No atual momento, as condições necessárias para implantação de um projeto desenvolvimentista apresentam-se bastante difíceis, considerando que o modelo neoliberal iniciado com Fernando Collor e consolidado com Fernando Henrique Cardoso ter destruído as bases de sustentação de um projeto desse porte e complexidade num mundo hoje dominado pela globalização e pela força do capital internacional. Por sua vez, o aprofundamento da crise econômica interpõe-se como obstáculo a uma renovação conceitual moderna sobre desenvolvimento. Tenho defendido a tese de que desenvolvimento é um processo desequilibrado, gerador, portanto, de certo patamar inflacionário o qual é compensado pelas elevadas taxas de crescimento advindas de sua implantação de forma sustentada e consistente.
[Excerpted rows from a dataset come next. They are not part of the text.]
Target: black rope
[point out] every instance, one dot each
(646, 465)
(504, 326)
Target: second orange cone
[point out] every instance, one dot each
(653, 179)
Esse tipo de política é totalmente divergente da política monetária ortodoxa em curso centrada na elevação da taxa de juros para conter o consumo e baixar a inflação, desestimulando os investimentos privados e dificultando a retomada do crescimento, ou, quando este vier a ocorrer, será mediante a apresentação de taxas insignificantes para o porte de um País com o Brasil. Da mesma forma, torna-se inviável o estabelecimento de um modelo econômico desenvolvimentista, com a convivência de uma taxa de juros de mercado praticada pelos bancos públicos e privados que de forma indecente e com a conivência do Banco Central, assusta qualquer investidor ou mesmos as poucas famílias que ainda dispõem de renda para fazer crescer o seu consumo.

Mesmo sendo evidente que o atual processo inflacionário não é de demanda, mas sim de preços, alimentada pela própria inércia que a inflação vem acumulando ao longo do tempo, e que não é juros elevados que a conduzirá para o centro da meta, o Banco Central insiste na manutenção de uma taxa Selic elevada, concorrendo para o crescimento da dívida pública, corroborado também pelo crescente e desordenado gasto público em custeio. Tal política além de neutralizar qualquer esforço fiscal para garantir o ordenamento das contas públicas, tem servido apenas como um canal de transferência de renda para os rentistas e demais agentes de mercado que vivem em função da especulação financeira.

Em conclusão, pode-se afirmar que o combate que se faz insistentemente ao desenvolvimentismo está assentado tão somente numa ideologia ortodoxa que utiliza o Estado interventor não para gerar desenvolvimento, mas primordialmente para garantir os interesses de grandes grupos privilegiados em detrimento do conjunto da sociedade. A prática desenvolvimentista, mesmo revisada para adequar-se à realidade do mundo atual, ainda é válida.